Trigger a pipeline run.
Monitor the pipeline run
Verify the output

If you don't have an Azure subscription, create a trial account before you begin.

Prerequisites

Note

We recommend that you use the Azure Az PowerShell module to interact with Azure. See Install Azure PowerShell to get started. To learn how to migrate to the Az PowerShell module, see Migrate Azure PowerShell from AzureRM to Az.

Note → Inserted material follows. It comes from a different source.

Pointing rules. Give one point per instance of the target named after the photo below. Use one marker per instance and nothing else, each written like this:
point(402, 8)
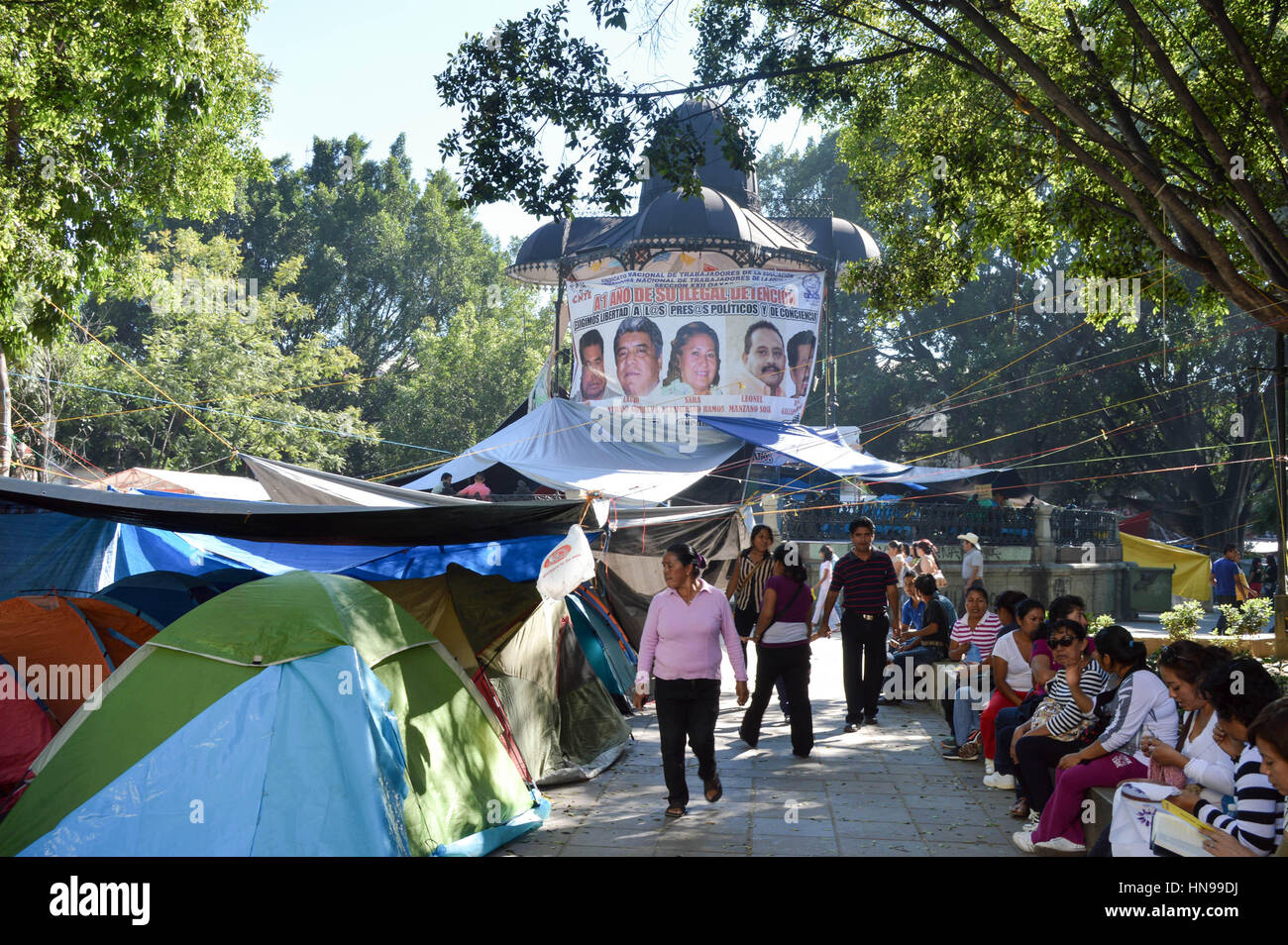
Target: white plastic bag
point(567, 567)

Azure Storage account. You create a hive script, and upload it to the Azure storage. The output from the Hive script is stored in this storage account. In this sample, HDInsight cluster uses this Azure Storage account as the primary storage.
Azure Virtual Network. If you don't have an Azure virtual network, create it by following these instructions. In this sample, the HDInsight is in an Azure Virtual Network. Here is a sample configuration of Azure Virtual Network.
HDInsight cluster. Create a HDInsight cluster and join it to the virtual network you created in the previous step by following this article: Extend Azure HDInsight using an Azure Virtual Network. Here is a sample configuration of HDInsight in a virtual network.
Azure PowerShell. Follow the instructions in How to install and configure Azure PowerShell.
A virtual machine. Create an Azure virtual machine VM and join it into the same virtual network that contains your HDInsight cluster. For details, see How to create virtual machines.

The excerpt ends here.